Complot ? Vous avez dit complot ?
Il n’y a pas de complot : Angela Merkel le disait clairement et ouvertement en 2015, l’Europe doit accueillir plusieurs millions de migrants car sa population vieillit. Et Macron renchérissait à ce propos il y a un an. Pas de complot imaginé par le RN, sinon dans l’imaginaire complotiste anti-droite de Joffrin, mais des faits : les gouvernements de l’UE veulent une politique migratoire permettant, de leur point de vue, de rajeunir la population du continent.

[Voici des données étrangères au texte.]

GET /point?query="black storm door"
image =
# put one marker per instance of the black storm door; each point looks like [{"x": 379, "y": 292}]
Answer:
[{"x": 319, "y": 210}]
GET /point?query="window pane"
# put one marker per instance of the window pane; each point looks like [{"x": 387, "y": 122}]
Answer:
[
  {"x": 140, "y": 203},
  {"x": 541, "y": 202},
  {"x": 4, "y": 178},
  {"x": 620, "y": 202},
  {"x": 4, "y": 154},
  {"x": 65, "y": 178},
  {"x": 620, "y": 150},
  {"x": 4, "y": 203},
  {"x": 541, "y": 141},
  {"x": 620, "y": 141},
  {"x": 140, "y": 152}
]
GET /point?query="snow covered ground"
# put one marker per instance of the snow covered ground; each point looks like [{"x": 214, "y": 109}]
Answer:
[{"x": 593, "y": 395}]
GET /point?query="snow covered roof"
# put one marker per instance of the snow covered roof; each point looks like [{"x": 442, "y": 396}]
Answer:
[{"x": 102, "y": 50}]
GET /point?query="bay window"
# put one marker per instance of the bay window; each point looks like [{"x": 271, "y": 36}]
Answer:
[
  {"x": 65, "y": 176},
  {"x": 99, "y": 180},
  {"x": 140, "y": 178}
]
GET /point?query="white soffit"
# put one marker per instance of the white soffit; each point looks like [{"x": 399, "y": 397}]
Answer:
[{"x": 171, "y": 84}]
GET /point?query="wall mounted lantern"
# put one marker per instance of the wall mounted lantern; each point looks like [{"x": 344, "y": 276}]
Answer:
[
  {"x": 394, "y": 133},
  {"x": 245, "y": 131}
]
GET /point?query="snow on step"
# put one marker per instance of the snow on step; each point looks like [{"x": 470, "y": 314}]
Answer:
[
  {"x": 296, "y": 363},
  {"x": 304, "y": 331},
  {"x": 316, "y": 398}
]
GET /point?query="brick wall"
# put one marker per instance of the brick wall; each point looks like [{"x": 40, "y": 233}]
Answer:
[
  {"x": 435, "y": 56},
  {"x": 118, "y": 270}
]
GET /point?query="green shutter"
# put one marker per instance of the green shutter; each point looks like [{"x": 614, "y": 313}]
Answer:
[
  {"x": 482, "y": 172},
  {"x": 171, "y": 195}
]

Mais ce n’est pas la question pour Joffrin. Il n’y a qu’une question : celle de la responsabilité de toute violence liée à l’islam imputée au RN et « à une partie des polémistes d’extrême droite qui parlent de grand remplacement ». C’est cela, pense Joffrin, qui a conduit Breivik à perpétrer son massacre en Suède, tout comme à l’attaque de Bayonne ou à l’attentat meurtrier de Nouvelle-Zélande. Et tout cela vient des thèses de l’écrivain Renaud Camus. Le monde « non complotiste » de Joffrin est simple comme un monde vu par un complotiste : une seule réalité (cachée), celle de « l’islamophobie », avec une seule cause agissante. Et surtout, là est le fondement du complotisme : cette réalité est celle que ne voient que des élus (comme Joffrin, pour qui ceux qui lisent Camus sont des « esprits faibles »).
Joffrin n’a oublié qu’un élément dans son éditorial : la religion musulmane a tué plus de 260 personnes en France depuis 2015. Et plusieurs centaines de milliers dans le monde. Zemmour, Camus, le RN et autres sont-ils vraiment la cause de cela ?
Joffrin partout, islamisme nulle part !
Les pages « événements » de Libération, ouvertes par l’édito de Joffrin, se prolongent par deux articles :
- Une relation des faits de Bayonne vus par une journaliste du quotidien, avec comme titre : « Bayonne. Le racisme tue ». Le texte relate les événements, insistant sur le parcours de l’agresseur, son ancienne appartenance au RN, son goût pour Zemmour, son passé militaire puis de membre de l’éducation nationale et ses ennuis psychiatriques.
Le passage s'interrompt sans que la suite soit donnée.